Re: QB Data Cube Dicing. Was: Coverage subgroup update from Bill Roberts on 2016-07-21 (public-sdw-wg@w3.org from July 2016)

From: Bill Roberts <bill@swirrl.com>
Date: Thu, 21 Jul 2016 10:50:17 +0100
To: "Little, Chris" <chris.little@metoffice.gov.uk>
Cc: "public-sdw-wg@w3.org" <public-sdw-wg@w3.org>
Message-ID: <CAMTVsumYFWmEJ5wVCdT7ELXZjjjmLEfhTBHx2UOQ0=PwoYfnrg@mail.gmail.com>
Hi Chris

This certainly sounds interesting to me and relevant.

As you say, the RDF Data Cube vocabulary has largely come out of the
statistical community and draws heavily on SDMX.  That means that in most
cases QB dimensions are lists of things or concepts - importantly for
tiling, these typically have no defined order, hence the limitation of
formal 'subsetting' in QB to slices.

A common example of a dimension might be breaking down a population by
ethnicity.  The spatial variation is most commonly represented as a one
dimensional unordered list of area URIs (countries, or administrative
districts or whatever).  The values of a time dimension are most often
interval URIs - which are orderable if the start and end of the intervals
are defined, but not through any standard mechanism of QB.

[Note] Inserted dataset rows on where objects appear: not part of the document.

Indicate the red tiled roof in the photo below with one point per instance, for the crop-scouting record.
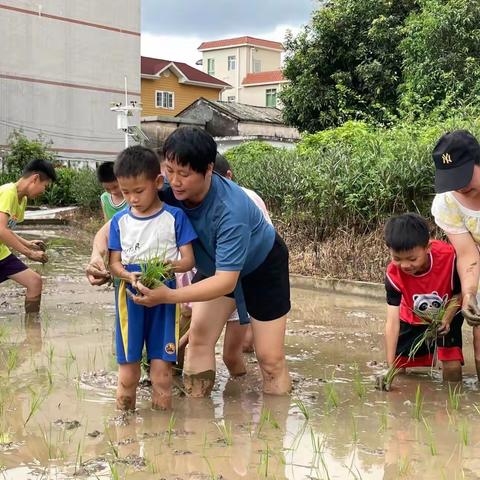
(271, 76)
(151, 66)
(232, 42)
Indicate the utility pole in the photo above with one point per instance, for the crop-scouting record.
(125, 118)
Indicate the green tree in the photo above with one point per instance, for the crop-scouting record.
(22, 150)
(346, 65)
(441, 51)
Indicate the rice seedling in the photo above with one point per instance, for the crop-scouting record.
(69, 360)
(383, 421)
(155, 271)
(303, 408)
(53, 445)
(418, 406)
(355, 429)
(213, 475)
(404, 466)
(36, 401)
(331, 397)
(170, 428)
(359, 386)
(464, 432)
(432, 321)
(383, 381)
(430, 438)
(225, 428)
(12, 359)
(264, 462)
(266, 417)
(454, 396)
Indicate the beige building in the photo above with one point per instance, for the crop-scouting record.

So to enable dicing with QB as it currently stands would need the subset of
the possible values of a dimension to be listed.  A useful extension to QB
might therefore be to look at standard approaches to defining order and
orderable dimensions.

>From Swirrl's work on statistical data, we've found various situations
around data presentation in a web page, where being able to order things
properly would be useful, so even if the main motivation for looking at
this was to do dicing/tiling, there could be some handy spin-offs for the
kind of data already well served by QB.

We've made some of our own workarounds, for example adding ui:sortPriority
triples to concepts in a concept scheme, to allow a consistent and specific
ordering of dimension values to be defined when needed, eg when the
statisticians have some convention for how a particular quantity should be
presented in a table or whatever.

I'd be willing to contribute to this, but just in terms of workload, I
think I'd have to look to others (you?) to lead and push it.

Cheers

Bill




On 20 July 2016 at 18:31, Little, Chris <chris.little@metoffice.gov.uk>
wrote:

> Rob, Jon, Simon, Josh, Bill and colleagues,
>
>
>
> Apologies for spinning off another thread, but this seems a good time and
> place. Kick me well into touch if you wish.
>
>
>
> I have been interested in sub-setting data cubes, as a potentially
> scalable, sustainable approach to supporting large numbers of users/clients
> on lightweight devices. Think generalisation of map tiles to:
>
> a)      Point clouds, vectors, 3D geometries;
>
> b)      N dimensional map tiles, including non-spatial and non-temporal
> dimensions;
>
> c)       Pokemon-Go-Cov;
>
> d)      The WindAR proof of concept from me, Mike Reynolds and Christine
> Perey a couple of years ago;
>
> e)      RDF QB model ‘diced’ as well as ‘sliced’
>
> f)       Etc.
>
>
>
> I thought that the QB model would have enough generality but was
> disappointed to find slices only (but pleased at the simplicity, rigour and
> generality). There was a move in W3C to have some more granularity, but In
> understand that that was driven by the statistical spreadsheet ISO people
> in the direction of pivot tables and temporal summaries, and quite rightly
> failed.
>
>
>
> I would like to increase the generality in the direction of dicing as I
> said. For example, having sliced an n-D cube across a dimension to obtain
> an (n-1)-D cube, it could be still too big, so tile it/pre-format/dice once
> at server side. Map tile sets are the traditional example.
>
>
>
> I think and hope we should be able to rattle of a reasonably good
> extension of QB as a general (non-spatial) concept, and then produce some
> convincing use cases or examples, including spatial and temporal, to make
> it worthwhile.
>
>
>
> Roger Brackin and I failed miserably to get much traction with an OGC SWG
> last year, but I now see many more implementations coercing map tiles, in
> both 2-D and 3-D, for rasters, point clouds, vectors, geometry and more, to
> disseminate or give access to big data. Of course, many Met Ocean use cases
> are for n-D gridded data, where n is 3,4,5,6, …, etc.
>
>
>
> So what do you think?
>
>
>
> Chris
>
>
>
>
>
Received on Thursday, 21 July 2016 09:50:47 UTC